Let $M$ be a smooth manifold of dimension $n$, and $x\in M$. I want to double check that I understand the definition of the tangent vector space $T_xM$ using velocity vectors correctly.
- We define $T_xM$ as a set of tangent vectors at $x$ where each tangent vector is the equivalence class of curves $\gamma$ that goes through point $x$ and share the same tangent vector. In other words, $$T_xM=\{\gamma^{\prime}(0)|\gamma:I\to M\text{ is a smooth path}\}$$ where $\gamma^{\prime}(0)$ is the equivalence class of curves $\gamma:I\to M$, and we say that $\gamma_1\sim\gamma_2$ iff $(\varphi\circ \gamma_1)^{\prime}(0)=(\varphi\circ \gamma_2)^{\prime}(0)$ for some choice of open chart $(U,\varphi)$ of $M$.

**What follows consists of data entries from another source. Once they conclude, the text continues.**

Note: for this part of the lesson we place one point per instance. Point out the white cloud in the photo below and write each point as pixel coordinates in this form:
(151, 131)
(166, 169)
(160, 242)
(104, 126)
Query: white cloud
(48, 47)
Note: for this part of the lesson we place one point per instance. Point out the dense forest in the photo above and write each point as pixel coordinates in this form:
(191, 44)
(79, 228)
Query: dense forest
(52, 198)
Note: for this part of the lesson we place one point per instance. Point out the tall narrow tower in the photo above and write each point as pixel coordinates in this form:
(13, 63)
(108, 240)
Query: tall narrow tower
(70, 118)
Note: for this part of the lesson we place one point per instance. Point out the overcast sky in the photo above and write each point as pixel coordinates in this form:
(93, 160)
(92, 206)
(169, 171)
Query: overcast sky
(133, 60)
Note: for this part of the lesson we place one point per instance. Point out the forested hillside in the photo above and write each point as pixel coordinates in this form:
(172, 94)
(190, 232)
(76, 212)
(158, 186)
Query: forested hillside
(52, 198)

So, I have the following question: at this step, we need to show that our equivalence class does not depend on the choice of the chart $(U,\varphi)$, correct? In other words, let's take two charts $(U,\varphi)$ and $(V,\psi)$, then we want to show that $$\text{if }(\varphi\circ \gamma_1)^{\prime}(0)=(\varphi\circ \gamma_2)^{\prime}(0)\text{, then }(\psi\circ \gamma_1)^{\prime}(0)=(\psi\circ \gamma_2)^{\prime}(0)$$ i.e. if the curves are equivalent via one chart, then they are equivalent in another chart.
emphasized textTo show this, we need just to observe that $$(\psi\circ \gamma_1)^{\prime}(0)=(\psi\circ\varphi^{-1}\circ\varphi\circ\gamma_1)^{\prime}(0)=d(\psi\circ\varphi^{-1})_0((\varphi\circ\gamma_1)^{\prime}(0))=d(\psi\circ\varphi^{-1})_0((\varphi\circ\gamma_2)^{\prime}(0))=(\psi\circ \gamma_2)^{\prime}(0)$$ where $\psi\circ\varphi^{-1}$ is a diffeomorphism since $\varphi$ and $\psi$ are diffeomorphisms. Finally, as a step $(1)$, we defined a tangent space $T_xM$ as a set of equivalence class and we showed that those equivalence classes does not depend on the choice of the chart. So, for the step $(2)$, we need to show that $T_xM$ is actually a vector space.